Ernest J. McLean (March 23, 1925 - February 24, 2012) was an American rhythm and blues and jazz guitarist.

==Career==
Born in New Orleans, McLean was the son of musician Richard McLean, who played banjo in a government music project band, and his wife Beatrice. He began learning guitar at the age of 11. After the end of World War II, he joined Dave Bartholomew's band. The band featured drummer Earl Palmer and saxophonists Lee Allen, Herb Hardesty and Red Tyler, and became the best-known in New Orleans. They performed on many recordings, notably those made at Cosimo Matassa's studio. In the late 1940s and early 1950s, McLean was featured on many of the most successful and influential recordings of the era, including Fats Domino's "The Fat Man", Lloyd Price's "Lawdy Miss Clawdy", and recordings by Shirley and Lee, Little Richard and Smiley Lewis.

In the late 1950s, encouraged by his friend Scatman Crothers, McLean followed bandmate Earl Palmer to Los Angeles, where he began working in Earl Bostic's band. In the early 1960s he was hired by Walt Disney to perform at Disneyland. There he played jazz standards and regularly performed in the New Orleans Square for the next 35 years.

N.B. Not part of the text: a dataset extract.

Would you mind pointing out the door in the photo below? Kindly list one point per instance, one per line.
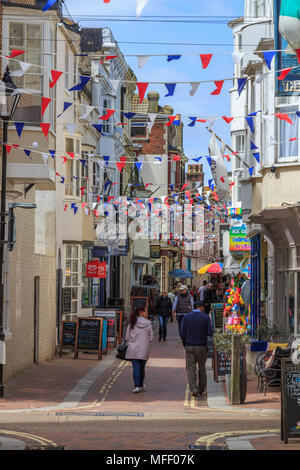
(36, 319)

He also played on occasional recording sessions for Lou Rawls, Sonny and Cher, and Screamin' Jay Hawkins, most notably featuring on Dr. John's debut album Gris-Gris recorded in 1967 on which he played guitar and mandolin, an instrument he had never previously played.

In 2010, he took part in a Rock and Roll Hall of Fame tribute to Dave Bartholomew at Case Western University. He died in Los Angeles in 2012 at the age of 86.